OLG Düsseldorf, Urteil vom 08.09.2015 - 20 U 75/14

1. Für einen Unterlassungsanspruch gemäß § 97 Abs. 1 Satz 1 UrhG fehlt es trotz eines Eingriffs in das Urheberrecht ausnahmsweise an der erforderlichen Wiederholungsgefahr, wenn eine weitere Rechtsverletzung nur theoretisch möglich erscheint.

2. Die Vorschrift des § 25 UrhG gewährt keinen Anspruch auf Zugang, um zu kontrollieren, ob das Werk sich noch im originalen Zustand befindet.

3. Die schöpferische Eigenart eines Gestaltungselements, z. B. der Fassade, begründet kein Urheberrecht für das gesamte Gebäude.

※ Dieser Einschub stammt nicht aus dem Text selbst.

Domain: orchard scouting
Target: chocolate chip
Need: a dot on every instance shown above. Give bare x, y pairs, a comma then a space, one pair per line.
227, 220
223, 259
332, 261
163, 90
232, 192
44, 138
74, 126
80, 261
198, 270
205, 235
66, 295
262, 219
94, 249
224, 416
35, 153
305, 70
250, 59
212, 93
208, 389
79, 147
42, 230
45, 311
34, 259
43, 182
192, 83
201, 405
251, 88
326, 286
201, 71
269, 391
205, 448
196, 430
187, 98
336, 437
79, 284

4. Der Architekt muss eine Beeinträchtigung seines Urheberrechts hinnehmen, wenn diese durch begründete Interessen des Eigentümers, z. B. Erfüllung gesetzlicher Vorgaben oder Modernisierung zur Verbesserung der Wärmedämmung, gerechtfertigt ist.

5. Unterlassungs- und Beseitigungsansprüche aufgrund eines Architekten-Urheberrechts sind verjährt, wenn der Architekt Veränderungen über mehr als 20 Jahre hinweg ohne Beanstandung hingenommen hat.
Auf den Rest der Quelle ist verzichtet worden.